The removal of matter that has settled at the bottom of a water container. This is necessary to refine the quality of water and prep it for filtration and disinfection.
After all the sedimentation particles have settled and been removed, there is still smaller matter that needs to be removed such as bacteria, parasites, and dust. This happens by passing them over consistent types of particles used in filtration, such as sand or charcoal.
The final stage of basic water treatment involves the addition of chlorine or chloramine typically. A disinfectant is selected based on what is best-served for the purpose of the tank (drinking, swimming, etc.)
While these procedures are standard and effective for most community water, they might be too broad for specific regions – or even just the land your property sits on. Often, simple water treatment methods will still leave hard water and contaminants that can lead to buildup, poor tasting water, or other health side effects.
Advanced Water Treatment Methods
When you are looking to upgrade your portable and usable water supply at home, there are two best-fit methods we recommend – reverse osmosis and water softening. They will have different applications depending on your existing system, the soil and water supply around you, and what problems you are looking to solve.
- Reverse Osmosis (RO) is when we take water from a given supply and remove ions and minerals by using a partially permeable membrane. This allows it to be safe for consumption. Reverse Osmosis for a household is different from normal filtration in that its membrane is 10 times less permeable than typical city water treatment. In other words, it gets all the nasty stuff out of your drinking or bathing water that you don’t want.

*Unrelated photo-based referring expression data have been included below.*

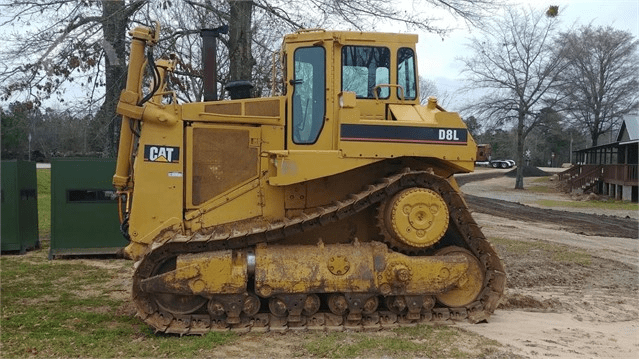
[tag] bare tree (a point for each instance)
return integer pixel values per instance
(52, 46)
(601, 82)
(517, 63)
(55, 45)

- Water Softening is the process of removing dissolved calcium and magnesium salts that cause water to form insoluble scale deposits and precipitates. If you’ve ever seen buildup on shower glass or an off-color ring in a toilet bowl, your instinct might be to think “wow, that’s a poor job of cleaning!” In reality, these are often from hard water that builds up quickly and is difficult to remove.
Both of these methods have a significant impact on your home water system and will make your life appreciably better. The water in your shower will feel different, your soaps will work better, and your drinking water will look and taste pure. In addition to the treatments already done by the city to prevent bacteria and viruses from getting into your home water system, we highly recommend one of these two ways to treat water.
Safe Drinking Water
When you combine the community water treatment practices with the additional steps of reverse osmosis or softening, it yields health and taste benefits you may be able to literally see. The purity, taste, and smell will be better, as well as the pH level of what you drink. People who are concerned with alkaline levels in their diet will see immediate changes.
Similarly, dust, parasites, viruses, and chemicals remain in most potable water after community treatment. The removal of these can contribute to better immune health, water taste, and is better for your home in terms of the sustainability of the pipes.
Ultimately, it is a matter of experiencing the difference between hard water and soft on your diet or noticing the absence of sediment in a glass you are drinking. The difference can be astounding, but you’d never know without knowledge of how water treatment actually works.
When is it time for a home water treatment system?
Home water treatment may not always be necessary, but sometimes the signs of a contaminated supply are wrongly attributed to poor cleaning habits or non-water related issues. Solving these with water treatment can lead to drastic improvements in health and daily routine.
If your drinking or bathing water has a foul odor similar to rotten eggs, or there are metallic tastes when you drink water, that is an immediate warning sign your supply may be contaminated. Similarly, if there is buildup on your sinks and toilets, or the water from any of your taps is cloudy or murky, it might be time for a change.
Knowing about the prevalent treatment methods is the first step to getting a better water supply. From there, we recommend consulting with a professional to perform an appraisal of your home system to assess your individual needs and determine what system you may need. Whether it is a whole house filter that connects to your main supply line or an RO system installed under your sink, there are many options that can help make your water better. Once you’ve made the switch, you’ll wonder how you lived with contaminated water in the past.